Ch 1: The Purpose of This Book, Who Should Read it, and How to Use it

This chapter is mainly an introduction for the book, discussing that it serves as an overview of the analysis that comes with EEG (but it can be done with other time-varying signals), but it is not exhaustive. Skipping over most of it here as it is not relevant to this summary

1.1 Cognitive Electrophysiology

The field of study known as Cognitive Electrophysiology can be thought of as a spectrum. One side is Cognitive psychology, which concerns itself with the cognitive components of the brain. The other side is Electrophysiology, which concerns itself with the functional properties of the neural networks that make up the brain.

Ch 2: Advantages and Limitations of Time- and Time-Frequency-Domain Analysis

This chapter discusses the different categories of analysis and their pros/cons,  some discussion of EEG vs MEG, brain network scales, and brain localization

2.1 Why EEG?

EEG has a high temporal resolution (unlike fMRI), which allows it to capture the cognitive events that occur within in 100s of milliseconds, from activity in the 4-8 hz theta-band oscillations all the way to 30-80 hz gamma band. EEGs also directly measure neuronal activity of populations of neurons, which is very prominent when measuring oscillations. EEG is also multidimensional, as the data compromises information across time, space / location, frequency, and power / strength. 

2.2 Why Not EEG?

EEG is not suited when looking for precise locations, and (generally) isn't suited for deep brain structures. IE it is a bad tool for finding " MEG may be better suited if these are you concerns.

EEG is likely to be a suboptimal method for any research questions involving "where in the brain does process X occur or is information Y stored"

EEG / MEG are both unsuited if trials of the experiment last longer than a few seconds or if time is highly variable. This makes it poorly suited for complex cognitive task studies, or those concerning social and emotional responses. The lower temporal resolution of fMRI makes it a better fit instead.

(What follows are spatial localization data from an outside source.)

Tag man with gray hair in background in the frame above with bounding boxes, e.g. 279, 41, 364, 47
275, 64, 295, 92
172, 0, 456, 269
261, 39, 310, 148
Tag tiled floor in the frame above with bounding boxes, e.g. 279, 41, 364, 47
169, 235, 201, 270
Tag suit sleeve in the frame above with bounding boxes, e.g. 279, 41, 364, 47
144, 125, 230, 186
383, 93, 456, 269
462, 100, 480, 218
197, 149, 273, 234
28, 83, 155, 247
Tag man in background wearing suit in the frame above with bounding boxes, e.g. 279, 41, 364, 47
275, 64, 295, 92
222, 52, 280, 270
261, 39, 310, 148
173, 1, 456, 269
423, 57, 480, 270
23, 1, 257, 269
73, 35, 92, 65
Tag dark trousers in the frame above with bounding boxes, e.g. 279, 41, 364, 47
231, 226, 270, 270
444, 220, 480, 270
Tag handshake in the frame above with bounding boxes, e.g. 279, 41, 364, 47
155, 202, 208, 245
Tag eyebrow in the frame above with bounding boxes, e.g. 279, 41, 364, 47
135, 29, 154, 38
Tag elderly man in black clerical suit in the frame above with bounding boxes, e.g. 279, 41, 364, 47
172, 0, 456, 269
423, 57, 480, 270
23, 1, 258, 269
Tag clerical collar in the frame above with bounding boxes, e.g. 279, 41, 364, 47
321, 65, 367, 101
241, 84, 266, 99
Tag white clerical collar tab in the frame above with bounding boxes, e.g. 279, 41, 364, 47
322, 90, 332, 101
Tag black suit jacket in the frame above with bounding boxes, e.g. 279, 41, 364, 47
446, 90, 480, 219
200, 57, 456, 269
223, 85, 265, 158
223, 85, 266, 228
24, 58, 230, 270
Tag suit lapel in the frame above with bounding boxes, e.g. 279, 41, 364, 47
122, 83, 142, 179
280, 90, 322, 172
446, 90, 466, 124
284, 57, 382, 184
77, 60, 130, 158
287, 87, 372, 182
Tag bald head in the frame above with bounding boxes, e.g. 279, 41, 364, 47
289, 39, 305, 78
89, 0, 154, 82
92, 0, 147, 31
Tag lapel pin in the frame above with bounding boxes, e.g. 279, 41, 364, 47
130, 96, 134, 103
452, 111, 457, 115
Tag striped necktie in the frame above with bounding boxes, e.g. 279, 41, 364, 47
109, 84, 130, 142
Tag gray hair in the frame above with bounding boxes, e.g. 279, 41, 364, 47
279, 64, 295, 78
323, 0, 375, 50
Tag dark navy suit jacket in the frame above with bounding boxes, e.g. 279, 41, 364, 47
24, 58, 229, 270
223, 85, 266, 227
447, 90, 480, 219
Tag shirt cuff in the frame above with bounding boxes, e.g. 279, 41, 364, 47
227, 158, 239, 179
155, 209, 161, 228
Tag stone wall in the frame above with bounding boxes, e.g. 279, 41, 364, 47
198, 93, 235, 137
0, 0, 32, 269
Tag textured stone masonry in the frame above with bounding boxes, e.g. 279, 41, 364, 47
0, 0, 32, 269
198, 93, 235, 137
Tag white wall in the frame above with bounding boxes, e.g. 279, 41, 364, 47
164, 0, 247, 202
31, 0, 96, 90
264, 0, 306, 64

2.3 Interpreting Voltage Values from the EEG Signal

Measurement of EEG signals is typically microvolts, while with MEG it is femtotesla. For EEG, these absolute microvolt values arent helpful, as they can differ in magnitude due to irrelevant factors such as skull thickness or shampoo used or dipole orientation (similar irrelevant factors exist for MEG). Transformations such as decibel normalization may be preferred instead as then there can be comparisons made between trials.

2.4 Advantages of Event-Related-Potentials
2.5 Limitations of ERPs

ERPs actually reveal rather little data from EEG signal, which makes it difficult to interpret null results (when your experiment finds nothing). ERPs also cannot be averaged with other trials, as it reduces the output to noise. It is also harder to link to physiological mechanisms since the neurophysiological mechanisms that produce ERPs are less understood than those that produce, for example, oscillations.